Осознание того факта, что в «Мастере и Маргариты» пародируется это творение Луначарского, вносит новый этический контекст в восприятии содержания романа уже на уровне взаимодействия со вторым сюжетом, даже если читателю и не известно о существовании третьего, с конкретными прототипами лиц и отсылками к историческим событиям. Даже без учета содержания третьего сюжета роман приобретает острую сатирическую направленность, причем это происходит в рамках образовавшегося метасюжета, в который вовлекаются элементы, подразумеваемые автором, но в тексте отсутствующие, а также конкретные лица из реальной жизни.
Уже на этом этапе постижения содержания романа читатель понимает, что противопоставление «света» «покою» генетически восходит к тому, от чего есть пошла вся эта наша массолитовщина.
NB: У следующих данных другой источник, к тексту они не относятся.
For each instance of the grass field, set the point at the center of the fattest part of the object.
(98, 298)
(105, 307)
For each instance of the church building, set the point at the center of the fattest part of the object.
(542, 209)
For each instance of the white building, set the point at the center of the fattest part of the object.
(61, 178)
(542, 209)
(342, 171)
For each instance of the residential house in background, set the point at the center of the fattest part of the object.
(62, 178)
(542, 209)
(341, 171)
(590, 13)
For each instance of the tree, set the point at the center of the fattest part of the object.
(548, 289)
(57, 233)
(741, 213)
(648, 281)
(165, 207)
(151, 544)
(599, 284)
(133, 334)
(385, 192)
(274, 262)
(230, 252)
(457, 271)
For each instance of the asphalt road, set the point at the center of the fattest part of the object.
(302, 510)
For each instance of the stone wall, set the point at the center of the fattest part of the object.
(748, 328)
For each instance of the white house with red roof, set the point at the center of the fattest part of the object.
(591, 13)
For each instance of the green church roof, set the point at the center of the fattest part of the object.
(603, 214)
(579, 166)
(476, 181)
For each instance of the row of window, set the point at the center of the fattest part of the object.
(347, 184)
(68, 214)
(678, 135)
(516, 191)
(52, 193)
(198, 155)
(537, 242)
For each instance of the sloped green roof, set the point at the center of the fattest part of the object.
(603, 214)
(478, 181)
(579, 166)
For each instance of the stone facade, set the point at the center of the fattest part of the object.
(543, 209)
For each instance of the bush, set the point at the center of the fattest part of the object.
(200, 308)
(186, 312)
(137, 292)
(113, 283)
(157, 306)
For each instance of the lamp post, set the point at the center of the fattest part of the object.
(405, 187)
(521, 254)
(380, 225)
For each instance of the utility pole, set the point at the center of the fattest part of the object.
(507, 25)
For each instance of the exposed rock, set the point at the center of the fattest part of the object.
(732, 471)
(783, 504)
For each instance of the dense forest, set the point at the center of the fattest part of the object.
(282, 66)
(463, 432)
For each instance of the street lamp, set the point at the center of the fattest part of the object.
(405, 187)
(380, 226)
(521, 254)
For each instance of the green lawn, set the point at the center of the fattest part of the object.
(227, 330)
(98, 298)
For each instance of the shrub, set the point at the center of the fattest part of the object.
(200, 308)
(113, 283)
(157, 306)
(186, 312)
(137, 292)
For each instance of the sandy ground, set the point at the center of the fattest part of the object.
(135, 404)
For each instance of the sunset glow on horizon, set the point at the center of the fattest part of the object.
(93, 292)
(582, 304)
Поскольку до настоящего времени истинная роль Луначарского в формировании и насаждении советской идеологии, а также того, что Булгаков определил понятием «Массолит», тщательно оберегается от критического рассмотрения, для более полного постижения замысла автора романа «Мастера и Маргарита» следует разобраться, как должна была преследуемая интеллигенция воспринимать личность главного идеологического вождя.
Примечания
1. Марк Алданов. Современники. Луначарский. В сборнике: «Литература русского зарубежья. Антология», т. 2. Москва, «Книга», 1991, с. 63—69.